Continuando em nossa peregrinação sobre os contos de fadas, vamos desmistificar um pouco um dos mais belos e universalmente conhecidos contos de fadas de todos: Cinderela!


Título do Conto: Cinderela ou O Sapatinho de Vidro
Título do Livro: Contos de FadasAutor: Charles Perrault
Editora: Zahar
Páginas: 44 a 59 (452)
Ano: 2013
Onde comprar: Submarino
Branca de Neve, Cinderela, João e Maria, Rapunzel, O Gato de Botas, O Patinho Feio, Pele de Asno, A Pequena Sereia, O Pequeno Polegar. Essa bela edição comentada e ilustrada traz as mais famosas histórias infantis em suas versões originais, sem adaptações. São ao todo 26 contos de Grimm, Perrault e Andersen, entre outros, enriquecidos por centenas de notas que exploram suas origens históricas e complexidades culturais e psicológicas, além de uma apresentação, elaboradas por Maria Tatar, eminente autoridade no campo do folclore e da literatura infantil. O volume conta também com uma extraordinária coleção de cerca de 240 pinturas e desenhos, muitos deles raros, de ilustradores célebres como Arthur Rackham, Gustave Doré, George Gruikshank, Edward Burne-Jones, Edmund Dulac e Walter Crane. E traz ainda biografias de autores, compiladores e ilustradores, além de apêndices com diferentes versões de alguns contos.


Não é surpresa ou mistério para ninguém do que se trata a história da Cinderela, a história da jovem órfã, maltratada e humilhada por sua madrasta e filhas é o conto de fadas mais reescrito e disseminado em diversas culturas e tempos. Não o suficiente, essa história é reciclada continuamente e, ao longo das épocas, tivemos diversas versões, tanto literárias, quanto cinematográficas. Mas, o que torna esse conto tão interessante para que seja tão buscado por diversos povos, em diversas épocas, ao longo do tempo?

Cinderela traz a ideia básica da pessoa humilhada que muda de vida como num passe de mágica, mas é importante ressaltarmos que não é assim tão fácil que a história acontece. Vivendo uma vida boa e confortável, a jovem moça se vê sozinha e perdida quando perde os pais e fica a mercê de sua madrasta, que se mostra a pior as megeras após o falecimento de seu pai. Na versão mais disseminada pelo mundo, que é a de Charles Perrault, o abuso doméstico começa ainda com o pai da jovem vivo, mas a garota evita falar disso com seu pai.

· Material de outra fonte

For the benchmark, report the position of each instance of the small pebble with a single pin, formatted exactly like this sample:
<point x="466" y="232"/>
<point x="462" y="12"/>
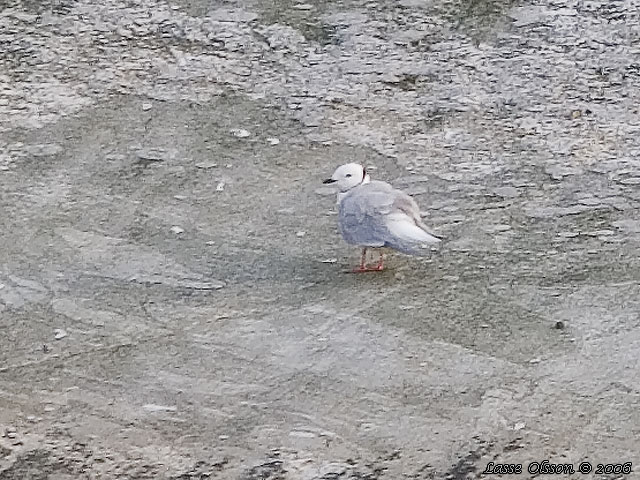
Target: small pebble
<point x="59" y="334"/>
<point x="240" y="132"/>
<point x="206" y="165"/>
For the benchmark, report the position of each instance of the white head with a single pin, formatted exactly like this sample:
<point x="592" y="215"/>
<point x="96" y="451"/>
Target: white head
<point x="348" y="176"/>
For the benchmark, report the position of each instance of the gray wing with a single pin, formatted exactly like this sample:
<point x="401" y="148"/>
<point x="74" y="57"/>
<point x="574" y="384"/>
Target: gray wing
<point x="363" y="217"/>
<point x="361" y="214"/>
<point x="408" y="205"/>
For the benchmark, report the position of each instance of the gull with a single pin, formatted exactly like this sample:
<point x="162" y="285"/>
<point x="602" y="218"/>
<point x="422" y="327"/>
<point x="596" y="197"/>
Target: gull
<point x="373" y="214"/>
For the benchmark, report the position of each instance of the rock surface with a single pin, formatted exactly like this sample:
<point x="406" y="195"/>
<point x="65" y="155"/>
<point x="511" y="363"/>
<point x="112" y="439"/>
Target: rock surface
<point x="237" y="347"/>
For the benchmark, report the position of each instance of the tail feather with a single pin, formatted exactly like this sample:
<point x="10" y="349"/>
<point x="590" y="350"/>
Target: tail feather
<point x="406" y="230"/>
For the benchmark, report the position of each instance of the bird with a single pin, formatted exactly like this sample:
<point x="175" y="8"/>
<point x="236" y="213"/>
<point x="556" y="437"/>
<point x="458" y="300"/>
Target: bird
<point x="374" y="214"/>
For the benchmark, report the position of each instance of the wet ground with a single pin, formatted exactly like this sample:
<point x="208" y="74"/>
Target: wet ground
<point x="173" y="299"/>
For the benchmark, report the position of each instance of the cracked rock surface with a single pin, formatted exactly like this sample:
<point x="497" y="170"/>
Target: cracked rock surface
<point x="173" y="299"/>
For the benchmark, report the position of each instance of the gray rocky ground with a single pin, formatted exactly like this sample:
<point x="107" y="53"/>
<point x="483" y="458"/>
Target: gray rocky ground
<point x="173" y="300"/>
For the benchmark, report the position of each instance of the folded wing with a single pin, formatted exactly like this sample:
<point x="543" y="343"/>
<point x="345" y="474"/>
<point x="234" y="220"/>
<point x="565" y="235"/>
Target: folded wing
<point x="377" y="215"/>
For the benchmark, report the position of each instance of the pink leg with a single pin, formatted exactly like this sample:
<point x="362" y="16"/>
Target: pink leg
<point x="363" y="263"/>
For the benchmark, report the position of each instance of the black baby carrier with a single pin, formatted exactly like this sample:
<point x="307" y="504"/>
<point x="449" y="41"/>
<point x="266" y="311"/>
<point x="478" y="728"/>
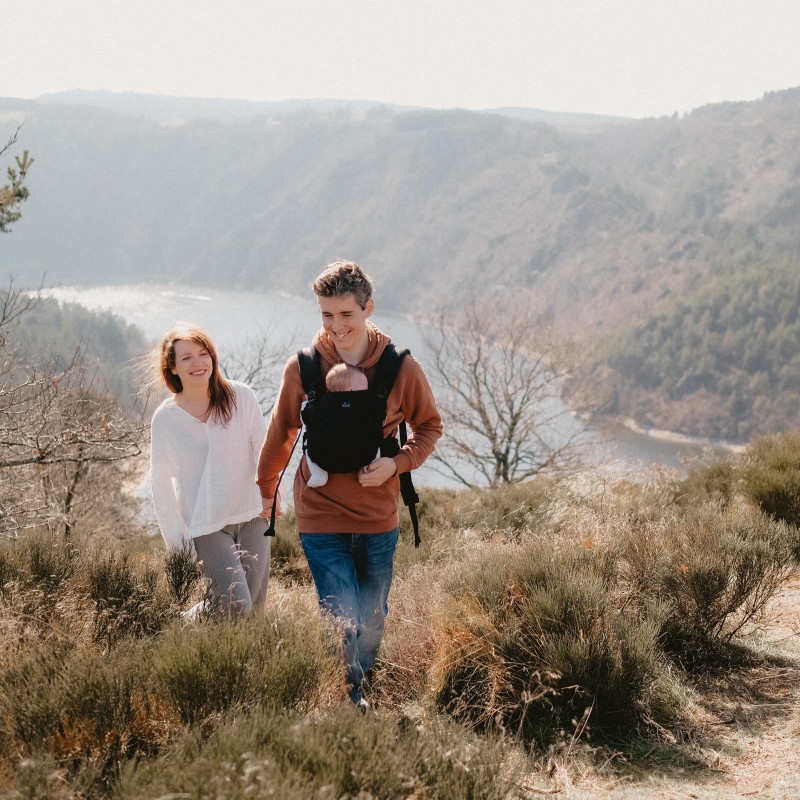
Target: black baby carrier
<point x="343" y="431"/>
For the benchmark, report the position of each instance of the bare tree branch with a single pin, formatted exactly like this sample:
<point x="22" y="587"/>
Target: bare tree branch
<point x="498" y="377"/>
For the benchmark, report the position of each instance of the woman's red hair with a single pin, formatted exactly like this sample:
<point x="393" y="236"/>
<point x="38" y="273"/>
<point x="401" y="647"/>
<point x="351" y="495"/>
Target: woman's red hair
<point x="222" y="398"/>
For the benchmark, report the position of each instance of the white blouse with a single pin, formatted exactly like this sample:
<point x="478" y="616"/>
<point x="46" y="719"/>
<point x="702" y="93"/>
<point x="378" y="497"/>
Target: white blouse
<point x="204" y="473"/>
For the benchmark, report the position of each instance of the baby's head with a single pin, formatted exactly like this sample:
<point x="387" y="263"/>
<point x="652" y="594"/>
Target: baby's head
<point x="344" y="378"/>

Aí temos a primeira questão: Por que Cinderela não se revoltou contra sua madrasta?

Para os carniceiros e fãs de derramamento de sangue, há as versões em que Cinderela mata sua madrastas (e só pra constar, são cenas bem gráficas), mas isso, ao meu ver, descaracteriza a personagem.

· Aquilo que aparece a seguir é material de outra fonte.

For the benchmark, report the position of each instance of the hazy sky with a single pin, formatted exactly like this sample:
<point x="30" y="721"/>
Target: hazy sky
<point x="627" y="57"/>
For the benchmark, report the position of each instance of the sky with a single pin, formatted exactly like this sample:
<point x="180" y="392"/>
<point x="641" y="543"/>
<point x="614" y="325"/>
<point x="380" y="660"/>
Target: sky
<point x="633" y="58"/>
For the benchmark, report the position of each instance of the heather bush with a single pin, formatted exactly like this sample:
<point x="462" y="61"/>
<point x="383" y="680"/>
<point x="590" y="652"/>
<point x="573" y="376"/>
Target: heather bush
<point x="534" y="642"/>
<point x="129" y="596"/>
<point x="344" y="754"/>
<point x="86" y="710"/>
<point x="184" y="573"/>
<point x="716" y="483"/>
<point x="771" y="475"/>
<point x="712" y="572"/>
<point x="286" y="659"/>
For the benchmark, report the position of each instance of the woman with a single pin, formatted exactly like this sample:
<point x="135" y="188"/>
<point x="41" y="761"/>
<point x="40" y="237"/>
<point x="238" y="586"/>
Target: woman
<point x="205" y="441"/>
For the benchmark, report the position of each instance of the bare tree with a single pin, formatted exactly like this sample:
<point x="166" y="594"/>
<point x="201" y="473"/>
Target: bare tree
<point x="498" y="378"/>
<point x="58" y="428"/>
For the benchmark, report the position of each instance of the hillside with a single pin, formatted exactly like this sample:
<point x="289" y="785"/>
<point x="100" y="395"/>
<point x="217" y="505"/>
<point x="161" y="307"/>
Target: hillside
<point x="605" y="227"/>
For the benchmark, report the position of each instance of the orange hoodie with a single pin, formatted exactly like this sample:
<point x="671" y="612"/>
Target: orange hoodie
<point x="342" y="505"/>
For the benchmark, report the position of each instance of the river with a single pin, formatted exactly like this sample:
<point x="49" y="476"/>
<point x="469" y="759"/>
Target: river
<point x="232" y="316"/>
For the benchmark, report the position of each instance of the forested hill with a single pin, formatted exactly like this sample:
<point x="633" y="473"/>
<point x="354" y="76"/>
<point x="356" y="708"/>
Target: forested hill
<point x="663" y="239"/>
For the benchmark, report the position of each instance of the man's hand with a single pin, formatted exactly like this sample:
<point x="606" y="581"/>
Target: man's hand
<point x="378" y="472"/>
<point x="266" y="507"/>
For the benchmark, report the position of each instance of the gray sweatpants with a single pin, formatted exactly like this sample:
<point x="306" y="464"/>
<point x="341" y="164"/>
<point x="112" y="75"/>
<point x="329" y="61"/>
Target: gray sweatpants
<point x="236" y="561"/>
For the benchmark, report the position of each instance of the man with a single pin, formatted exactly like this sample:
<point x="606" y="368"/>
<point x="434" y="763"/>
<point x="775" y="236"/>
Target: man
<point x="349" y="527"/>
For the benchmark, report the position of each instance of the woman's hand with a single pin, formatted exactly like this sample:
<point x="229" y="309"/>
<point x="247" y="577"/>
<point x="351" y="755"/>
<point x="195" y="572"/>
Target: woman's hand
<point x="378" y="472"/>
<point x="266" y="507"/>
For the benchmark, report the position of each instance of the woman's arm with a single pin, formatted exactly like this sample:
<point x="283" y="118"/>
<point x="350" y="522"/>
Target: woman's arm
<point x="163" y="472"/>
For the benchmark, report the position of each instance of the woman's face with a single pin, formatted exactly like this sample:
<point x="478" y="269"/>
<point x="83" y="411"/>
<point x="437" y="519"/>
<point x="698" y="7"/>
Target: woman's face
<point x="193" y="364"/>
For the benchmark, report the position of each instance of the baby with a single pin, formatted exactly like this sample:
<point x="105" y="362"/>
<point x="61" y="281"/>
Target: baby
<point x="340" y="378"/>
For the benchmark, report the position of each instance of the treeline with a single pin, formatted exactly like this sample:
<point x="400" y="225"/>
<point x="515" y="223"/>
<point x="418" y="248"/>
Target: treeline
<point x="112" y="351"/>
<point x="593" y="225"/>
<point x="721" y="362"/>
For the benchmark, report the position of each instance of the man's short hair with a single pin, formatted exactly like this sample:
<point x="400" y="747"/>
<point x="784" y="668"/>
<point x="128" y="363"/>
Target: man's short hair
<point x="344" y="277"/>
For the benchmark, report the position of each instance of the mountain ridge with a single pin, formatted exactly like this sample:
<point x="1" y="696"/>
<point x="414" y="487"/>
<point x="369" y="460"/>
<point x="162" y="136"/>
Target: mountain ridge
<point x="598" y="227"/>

Cinderela, como eu comentei em minha resenha do Mágico de Oz, junto com o Lenhador de Lata, a personagem mais sinceramente gentil que existe. Mesmo a versão da Disney, onde ela é até meio sarcástica e independente, é algo tão intrínseco a personagem que eu consigo perceber genuinidade nisso.

Assim como “A Pequena Sereia” é uma história sobre desejos, “Cinderela” é uma história de como a bondade e a gentileza conseguem mudar seu destino, pois creio que todos aqui concordam comigo quando afirma que conviver com pessoas gentis é extremamente melhor.

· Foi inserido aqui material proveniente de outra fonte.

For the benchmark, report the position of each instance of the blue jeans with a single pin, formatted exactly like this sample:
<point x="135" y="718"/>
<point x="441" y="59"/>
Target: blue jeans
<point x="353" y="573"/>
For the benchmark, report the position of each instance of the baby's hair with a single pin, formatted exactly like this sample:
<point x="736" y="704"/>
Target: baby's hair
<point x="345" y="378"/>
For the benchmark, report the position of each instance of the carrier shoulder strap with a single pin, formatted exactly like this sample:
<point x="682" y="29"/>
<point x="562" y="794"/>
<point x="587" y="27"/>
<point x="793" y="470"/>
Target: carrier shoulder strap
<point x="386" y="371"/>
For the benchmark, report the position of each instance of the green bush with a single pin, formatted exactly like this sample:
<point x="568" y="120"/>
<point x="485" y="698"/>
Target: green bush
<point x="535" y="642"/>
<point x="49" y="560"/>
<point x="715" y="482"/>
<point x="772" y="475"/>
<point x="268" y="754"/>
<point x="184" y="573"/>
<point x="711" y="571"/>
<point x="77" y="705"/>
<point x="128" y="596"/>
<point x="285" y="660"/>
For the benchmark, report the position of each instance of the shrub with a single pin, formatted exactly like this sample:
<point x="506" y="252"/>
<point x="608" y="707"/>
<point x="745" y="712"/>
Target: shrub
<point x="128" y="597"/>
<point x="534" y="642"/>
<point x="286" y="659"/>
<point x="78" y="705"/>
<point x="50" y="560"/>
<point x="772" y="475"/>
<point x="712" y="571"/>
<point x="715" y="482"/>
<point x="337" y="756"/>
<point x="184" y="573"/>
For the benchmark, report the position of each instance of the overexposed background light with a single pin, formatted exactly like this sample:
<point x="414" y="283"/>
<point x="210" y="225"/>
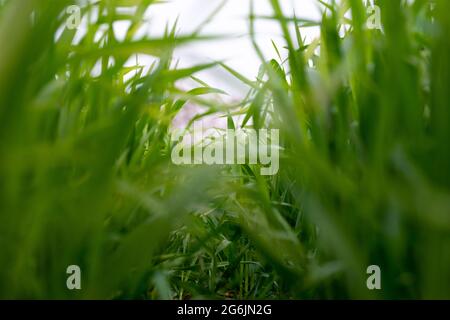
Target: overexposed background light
<point x="232" y="21"/>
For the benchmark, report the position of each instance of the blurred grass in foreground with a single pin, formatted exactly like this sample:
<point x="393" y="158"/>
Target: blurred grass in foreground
<point x="86" y="176"/>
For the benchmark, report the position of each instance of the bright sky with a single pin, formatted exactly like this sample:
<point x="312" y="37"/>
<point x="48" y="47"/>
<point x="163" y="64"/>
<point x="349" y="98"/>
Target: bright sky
<point x="237" y="52"/>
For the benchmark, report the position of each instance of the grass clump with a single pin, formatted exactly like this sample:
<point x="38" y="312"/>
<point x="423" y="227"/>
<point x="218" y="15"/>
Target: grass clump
<point x="86" y="176"/>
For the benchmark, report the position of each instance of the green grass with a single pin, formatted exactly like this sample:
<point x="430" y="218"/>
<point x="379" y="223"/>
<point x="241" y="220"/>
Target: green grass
<point x="86" y="176"/>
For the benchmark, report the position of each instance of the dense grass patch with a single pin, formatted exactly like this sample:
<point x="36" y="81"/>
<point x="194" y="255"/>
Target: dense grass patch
<point x="86" y="176"/>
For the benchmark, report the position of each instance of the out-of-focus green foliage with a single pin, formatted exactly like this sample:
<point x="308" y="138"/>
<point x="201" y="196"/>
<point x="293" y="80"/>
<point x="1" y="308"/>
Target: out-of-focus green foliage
<point x="86" y="176"/>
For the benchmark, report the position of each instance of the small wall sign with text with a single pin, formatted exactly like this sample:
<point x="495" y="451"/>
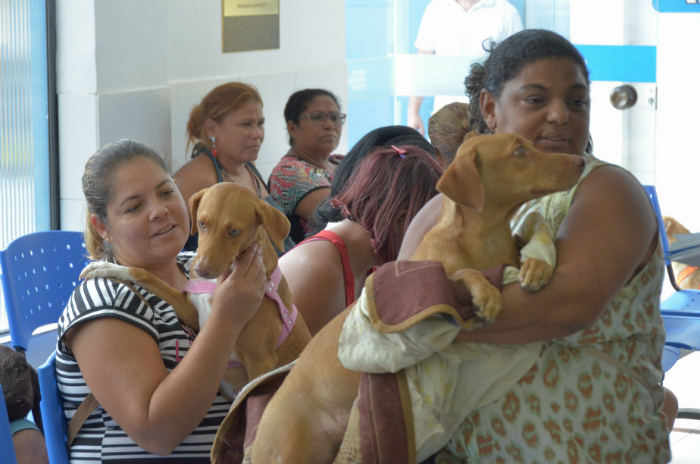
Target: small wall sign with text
<point x="248" y="25"/>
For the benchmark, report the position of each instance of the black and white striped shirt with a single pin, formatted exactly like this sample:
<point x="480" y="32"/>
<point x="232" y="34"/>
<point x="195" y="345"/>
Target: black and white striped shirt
<point x="101" y="439"/>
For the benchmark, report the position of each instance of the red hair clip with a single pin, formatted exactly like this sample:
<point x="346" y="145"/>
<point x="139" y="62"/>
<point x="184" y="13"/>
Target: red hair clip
<point x="401" y="152"/>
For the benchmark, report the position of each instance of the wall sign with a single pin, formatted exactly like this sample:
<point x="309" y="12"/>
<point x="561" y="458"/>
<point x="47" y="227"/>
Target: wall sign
<point x="248" y="25"/>
<point x="676" y="6"/>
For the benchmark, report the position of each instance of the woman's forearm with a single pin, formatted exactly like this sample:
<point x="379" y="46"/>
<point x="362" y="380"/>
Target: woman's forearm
<point x="186" y="394"/>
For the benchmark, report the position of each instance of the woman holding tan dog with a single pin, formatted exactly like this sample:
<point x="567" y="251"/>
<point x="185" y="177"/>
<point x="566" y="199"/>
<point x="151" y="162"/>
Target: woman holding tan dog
<point x="227" y="129"/>
<point x="157" y="392"/>
<point x="376" y="192"/>
<point x="594" y="393"/>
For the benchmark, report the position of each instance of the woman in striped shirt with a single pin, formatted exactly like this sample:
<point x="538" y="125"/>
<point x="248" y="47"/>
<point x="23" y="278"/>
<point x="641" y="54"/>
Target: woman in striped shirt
<point x="157" y="392"/>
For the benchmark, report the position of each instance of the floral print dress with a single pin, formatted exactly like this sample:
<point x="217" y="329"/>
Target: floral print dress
<point x="572" y="407"/>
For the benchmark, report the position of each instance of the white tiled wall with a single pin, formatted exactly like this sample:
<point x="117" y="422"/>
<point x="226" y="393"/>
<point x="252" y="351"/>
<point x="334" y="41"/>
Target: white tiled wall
<point x="135" y="69"/>
<point x="677" y="147"/>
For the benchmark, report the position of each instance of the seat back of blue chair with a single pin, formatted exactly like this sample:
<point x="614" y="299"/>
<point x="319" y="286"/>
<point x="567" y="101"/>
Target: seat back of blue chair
<point x="7" y="448"/>
<point x="39" y="273"/>
<point x="55" y="427"/>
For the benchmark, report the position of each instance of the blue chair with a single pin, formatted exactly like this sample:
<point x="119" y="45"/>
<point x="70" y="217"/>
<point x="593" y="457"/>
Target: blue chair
<point x="39" y="273"/>
<point x="680" y="311"/>
<point x="55" y="426"/>
<point x="7" y="448"/>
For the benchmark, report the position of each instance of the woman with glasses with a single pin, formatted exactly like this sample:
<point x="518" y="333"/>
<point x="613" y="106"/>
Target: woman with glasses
<point x="303" y="177"/>
<point x="227" y="129"/>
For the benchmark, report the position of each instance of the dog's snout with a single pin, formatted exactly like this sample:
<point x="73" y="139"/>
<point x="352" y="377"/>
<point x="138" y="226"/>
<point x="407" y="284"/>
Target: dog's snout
<point x="203" y="271"/>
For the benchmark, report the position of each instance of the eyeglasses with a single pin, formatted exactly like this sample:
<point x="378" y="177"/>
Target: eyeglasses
<point x="317" y="118"/>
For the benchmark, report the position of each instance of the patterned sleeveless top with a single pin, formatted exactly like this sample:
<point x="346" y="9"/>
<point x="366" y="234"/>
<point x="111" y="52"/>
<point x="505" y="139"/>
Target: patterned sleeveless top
<point x="572" y="407"/>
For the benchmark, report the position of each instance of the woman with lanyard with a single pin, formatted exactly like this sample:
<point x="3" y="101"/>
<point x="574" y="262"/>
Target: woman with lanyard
<point x="227" y="129"/>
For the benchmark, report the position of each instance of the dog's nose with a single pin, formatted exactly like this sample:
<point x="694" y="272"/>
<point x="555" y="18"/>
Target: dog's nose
<point x="204" y="272"/>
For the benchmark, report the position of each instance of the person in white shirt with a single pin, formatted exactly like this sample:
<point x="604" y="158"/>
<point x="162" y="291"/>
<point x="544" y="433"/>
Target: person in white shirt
<point x="459" y="28"/>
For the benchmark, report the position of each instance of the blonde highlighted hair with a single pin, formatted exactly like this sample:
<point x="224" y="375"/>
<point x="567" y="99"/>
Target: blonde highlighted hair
<point x="216" y="105"/>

Aí vamos ao segundo ponto da história: Por que a Cinderela foi ao baile?

A resposta na verdade é bem simples: Porque ela foi convidada. Vamos usar nossa capacidade empática por alguns instantes agora e nos colocar no lugar da personagem: Vivemos uma vida confortável em nosso lar, até que perdemos os dois referenciais de vida que temos (que seriam nossos pais), somos então obrigados a viver com uma mulher que claramente nos detesta e nos usa como escravo doméstico. Nosso lar passa então a ser um ambiente opressor onde perdemos toda nossa identidade e somos maltratados tanto física quanto psicologicamente (Para os desavisados, Cinderela não é o nome da garota, é um apelido que a madrasta e as filhas dela dão à jovem) sem nunca ter direito a descanso, pois, vejam só, nosso local de repouso é o próprio ambiente das torturas!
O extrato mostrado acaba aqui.